Se ancora non vi era chiaro facevo la barista nel "Light Blue" uno de locali più famosi e frequentati di tutta Brooklyn.

In realtà non avevo liberamente scelto io di lavorare qui. Preferivo di gran lunga stare dall'altra parte del bancone a ballare e ubriacarmi per dimenticare per un po' la mia vita,
come tutti insomma. Ma alla fine Elisabeth mi aveva convinto dicendo che ci saremmo divertite a lavorare fianco a fianco.
Si certo, come no! Non ci trovo nulla di divertente a vedere altra gente scatenarsi o a pulire a fine serata il casino che lasciavano sul balcone gli ubriachi. Ma almeno facevo qualcosa e non restavo a casa la sera da sola a pensare e a deprimermi guardando film strappalacrime, cercando di evitare le chiamate e le visite non sempre gradite in camera mia di Eli che cercava sempre di tirarmi su il morale e di farmi fare qualcosa di diverso.
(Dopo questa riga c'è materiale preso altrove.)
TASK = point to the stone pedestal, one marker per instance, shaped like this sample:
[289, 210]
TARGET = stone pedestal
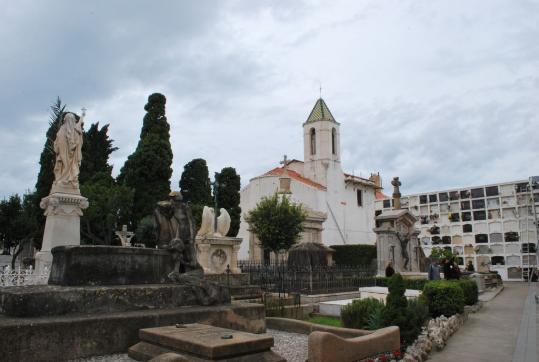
[397, 242]
[215, 253]
[63, 212]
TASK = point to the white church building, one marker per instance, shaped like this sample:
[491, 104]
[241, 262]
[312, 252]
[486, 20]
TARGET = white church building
[340, 206]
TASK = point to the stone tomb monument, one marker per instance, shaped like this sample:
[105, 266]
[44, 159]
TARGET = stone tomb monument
[396, 238]
[202, 343]
[99, 297]
[215, 251]
[63, 207]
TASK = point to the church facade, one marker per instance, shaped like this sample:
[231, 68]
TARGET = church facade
[340, 206]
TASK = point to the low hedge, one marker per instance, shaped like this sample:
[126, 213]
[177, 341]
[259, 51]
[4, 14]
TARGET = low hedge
[416, 284]
[470, 290]
[444, 297]
[357, 314]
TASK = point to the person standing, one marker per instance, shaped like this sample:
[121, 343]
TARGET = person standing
[389, 270]
[434, 270]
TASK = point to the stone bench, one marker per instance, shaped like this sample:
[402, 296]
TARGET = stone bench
[340, 344]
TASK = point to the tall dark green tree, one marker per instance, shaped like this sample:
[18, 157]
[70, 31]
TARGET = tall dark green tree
[195, 183]
[110, 207]
[195, 187]
[96, 150]
[110, 203]
[11, 228]
[147, 171]
[228, 196]
[45, 176]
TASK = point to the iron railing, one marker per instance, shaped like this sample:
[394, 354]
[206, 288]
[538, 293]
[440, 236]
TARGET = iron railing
[282, 278]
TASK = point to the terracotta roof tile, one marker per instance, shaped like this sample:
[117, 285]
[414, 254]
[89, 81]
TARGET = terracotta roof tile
[278, 171]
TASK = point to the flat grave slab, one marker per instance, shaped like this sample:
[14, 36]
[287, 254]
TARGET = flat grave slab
[205, 342]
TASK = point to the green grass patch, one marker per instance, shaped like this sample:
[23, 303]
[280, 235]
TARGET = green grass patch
[325, 320]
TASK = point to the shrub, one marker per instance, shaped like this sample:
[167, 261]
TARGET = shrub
[357, 314]
[396, 304]
[417, 284]
[417, 313]
[470, 290]
[444, 297]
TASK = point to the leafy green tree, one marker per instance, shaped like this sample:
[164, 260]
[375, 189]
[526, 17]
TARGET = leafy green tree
[195, 187]
[276, 222]
[148, 169]
[228, 196]
[45, 176]
[110, 203]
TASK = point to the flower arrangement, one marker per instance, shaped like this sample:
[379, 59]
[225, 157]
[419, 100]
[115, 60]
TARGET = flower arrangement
[385, 357]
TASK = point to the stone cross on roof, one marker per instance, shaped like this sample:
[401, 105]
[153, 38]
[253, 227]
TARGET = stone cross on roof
[284, 162]
[396, 193]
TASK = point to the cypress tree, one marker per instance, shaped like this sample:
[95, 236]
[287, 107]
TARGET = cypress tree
[110, 203]
[195, 187]
[228, 196]
[96, 150]
[147, 171]
[45, 178]
[195, 183]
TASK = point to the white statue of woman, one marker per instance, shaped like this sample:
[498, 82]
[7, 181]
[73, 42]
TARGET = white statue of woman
[67, 147]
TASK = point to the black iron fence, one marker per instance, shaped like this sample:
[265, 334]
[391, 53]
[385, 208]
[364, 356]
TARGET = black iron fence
[282, 278]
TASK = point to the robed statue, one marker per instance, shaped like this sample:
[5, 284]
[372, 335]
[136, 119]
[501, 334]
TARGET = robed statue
[68, 151]
[176, 232]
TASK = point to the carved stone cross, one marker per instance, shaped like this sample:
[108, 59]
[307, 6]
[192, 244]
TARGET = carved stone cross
[125, 236]
[284, 162]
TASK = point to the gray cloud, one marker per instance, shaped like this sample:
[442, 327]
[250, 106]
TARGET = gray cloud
[442, 94]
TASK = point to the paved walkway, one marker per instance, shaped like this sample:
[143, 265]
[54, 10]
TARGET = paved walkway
[489, 335]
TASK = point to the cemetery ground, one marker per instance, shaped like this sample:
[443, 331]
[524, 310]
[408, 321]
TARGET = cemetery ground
[499, 331]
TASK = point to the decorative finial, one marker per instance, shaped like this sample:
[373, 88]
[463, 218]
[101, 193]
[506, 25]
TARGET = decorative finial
[284, 162]
[396, 193]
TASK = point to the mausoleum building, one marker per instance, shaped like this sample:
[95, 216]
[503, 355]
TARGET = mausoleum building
[493, 227]
[341, 204]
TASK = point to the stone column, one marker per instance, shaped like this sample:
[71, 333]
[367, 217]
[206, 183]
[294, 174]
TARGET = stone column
[203, 254]
[234, 259]
[62, 227]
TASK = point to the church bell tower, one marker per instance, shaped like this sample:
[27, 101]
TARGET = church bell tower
[321, 138]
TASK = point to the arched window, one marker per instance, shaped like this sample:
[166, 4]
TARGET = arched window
[334, 141]
[313, 141]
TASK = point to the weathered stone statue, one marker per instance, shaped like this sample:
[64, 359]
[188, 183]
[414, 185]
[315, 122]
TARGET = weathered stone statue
[208, 226]
[176, 233]
[67, 147]
[63, 207]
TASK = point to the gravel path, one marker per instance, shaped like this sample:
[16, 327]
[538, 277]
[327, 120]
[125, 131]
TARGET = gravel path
[291, 346]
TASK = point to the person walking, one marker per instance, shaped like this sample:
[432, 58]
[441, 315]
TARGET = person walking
[434, 270]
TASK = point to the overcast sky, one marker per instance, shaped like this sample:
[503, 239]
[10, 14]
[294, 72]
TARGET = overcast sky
[440, 93]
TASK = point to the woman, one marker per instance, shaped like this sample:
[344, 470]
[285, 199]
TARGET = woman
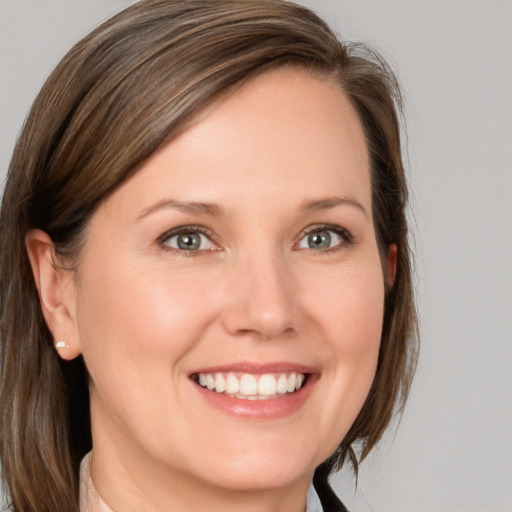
[206, 296]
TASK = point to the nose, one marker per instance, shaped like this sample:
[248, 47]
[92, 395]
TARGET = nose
[262, 302]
A volte Elisabeth, la mia unica amica, mi faceva domande cercando di trovare una motivazione del perché ero sempre così distaccata nei confronti di tutti e sul perché non mi lasciavo andare con le persone. Io cercavo sempre di sviare il discorso o di risponderle con "non c'è una motivazione specifica, è il mio carattere" e lei lasciava stare perché ormai sapeva che non le avrei detto nulla. Non ero ancora pronta e non sapevo se lo sarei mai stata. Certe volte mi dispiaceva per lei perché sapevo che questo la faceva stare male, ma ormai non riuscivo a fidarmi più di nessuno.

《Hayden!Hayden!》
Mi richiamò Elisabeth correndo verso di me con il fiatone e i capelli tutti spettinati come se avesse appena corso la maratona di New York, che si sarebbe tenuta proprio fra qualche giorno.
Aspettai in silenzio che si riprendesse un minimo e che rispondesse al mio dubbio: cosa era successo da farla agitare così tanto?
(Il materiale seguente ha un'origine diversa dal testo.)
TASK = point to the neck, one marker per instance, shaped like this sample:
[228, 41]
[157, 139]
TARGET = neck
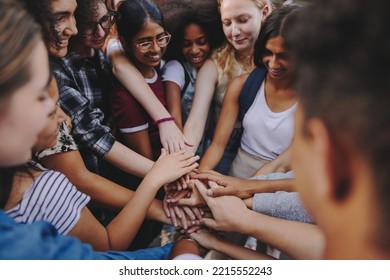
[280, 85]
[351, 247]
[146, 71]
[245, 59]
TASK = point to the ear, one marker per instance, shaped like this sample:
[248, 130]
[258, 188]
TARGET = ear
[123, 42]
[335, 160]
[265, 12]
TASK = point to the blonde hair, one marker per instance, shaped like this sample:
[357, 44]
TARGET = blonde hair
[225, 55]
[18, 35]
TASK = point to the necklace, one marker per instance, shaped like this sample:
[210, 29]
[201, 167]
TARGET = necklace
[246, 61]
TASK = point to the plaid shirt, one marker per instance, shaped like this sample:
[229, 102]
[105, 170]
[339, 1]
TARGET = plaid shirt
[81, 86]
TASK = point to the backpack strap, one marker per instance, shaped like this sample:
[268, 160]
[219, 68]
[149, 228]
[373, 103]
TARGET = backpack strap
[249, 90]
[187, 78]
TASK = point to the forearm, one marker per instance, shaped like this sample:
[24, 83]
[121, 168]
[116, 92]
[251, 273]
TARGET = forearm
[128, 160]
[285, 205]
[269, 186]
[123, 228]
[295, 239]
[194, 131]
[238, 252]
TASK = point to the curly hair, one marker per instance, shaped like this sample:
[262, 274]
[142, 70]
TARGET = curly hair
[86, 12]
[273, 26]
[342, 58]
[210, 25]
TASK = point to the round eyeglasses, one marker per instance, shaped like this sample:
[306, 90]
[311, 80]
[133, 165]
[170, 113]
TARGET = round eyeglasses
[106, 22]
[161, 41]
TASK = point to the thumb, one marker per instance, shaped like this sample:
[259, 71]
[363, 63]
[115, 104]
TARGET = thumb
[188, 142]
[202, 190]
[218, 192]
[210, 223]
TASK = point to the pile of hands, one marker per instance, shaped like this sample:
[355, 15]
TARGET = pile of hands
[184, 204]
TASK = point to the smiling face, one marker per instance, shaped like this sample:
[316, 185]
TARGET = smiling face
[27, 111]
[196, 48]
[63, 11]
[151, 32]
[276, 59]
[47, 138]
[241, 22]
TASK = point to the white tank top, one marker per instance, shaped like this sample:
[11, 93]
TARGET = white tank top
[267, 134]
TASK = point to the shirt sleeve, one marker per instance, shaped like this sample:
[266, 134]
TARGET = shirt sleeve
[88, 130]
[285, 205]
[40, 241]
[173, 71]
[51, 198]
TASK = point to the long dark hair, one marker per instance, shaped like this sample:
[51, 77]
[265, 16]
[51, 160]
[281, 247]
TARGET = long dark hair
[211, 26]
[133, 16]
[273, 26]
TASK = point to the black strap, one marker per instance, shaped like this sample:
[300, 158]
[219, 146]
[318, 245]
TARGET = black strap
[249, 90]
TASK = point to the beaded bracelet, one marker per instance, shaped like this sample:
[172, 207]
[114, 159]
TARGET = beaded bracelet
[164, 120]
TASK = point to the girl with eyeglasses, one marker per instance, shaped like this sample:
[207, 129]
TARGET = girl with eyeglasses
[144, 39]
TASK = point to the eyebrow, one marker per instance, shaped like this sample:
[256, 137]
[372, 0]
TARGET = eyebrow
[150, 37]
[51, 76]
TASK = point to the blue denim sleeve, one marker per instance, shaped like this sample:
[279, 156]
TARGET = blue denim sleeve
[40, 241]
[157, 253]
《Sono....Sono appena...arrivati..i..i..》
Disse con ancora il fiatone e il respiro irregolare.

《Chi Eli? Chi è appena arrivato?》
Chiesi mettendole le mani sulle spalle per tranquillizzarla. Elisabeth si sistemò i capelli biondi dietro l'orecchio e poi fece un lungo respiro, tranquillizzandosi.

《I Black Dragons! Sono arrivati ora, i Black Dragons!》
Il mio cuore si fermó nell'udire quelle parole. Sapevo cosa significasse quando arrivavano e lo sapevano pure tutte le persone presenti che li stavano guardando entrare e facevano spazio per farli passare.
Quando c'erano i Black Dragons in circolazione significava che in vista c'erano: risse, furti e anche omicidi.

I Black Dragons erano la gang più pericolosa di tutta Brooklyn e il loro capo Kyle James era il ragazzo più temuto e senza scrupoli che potevi trovare in giro.
Le persone, soprattutto le ragazze, dicevano che fosse, ovviamente, un donnaiolo e che fosse in grado di far cascare ai suoi piedi chiunque. Beh, che dire, buon per lui!
Vorrei avere anche io questo potere. Gli unici uomini che mi cadono ai piedi sono gli ubriachi fradici durante i weekend.

Intanto che i Black Dragons avanzavano, le persone intorno si rendevano sempre più conto della situazione in cui tutti ci trovavamo.
Questa sera doveva per forza succedere qualcosa, dovevano per forza fare qualche danno o riscuotere, con non molta delicatezza, dei soldi da qualcuno. Se no, non si sarebbero trovati proprio lí, al "Light Blue".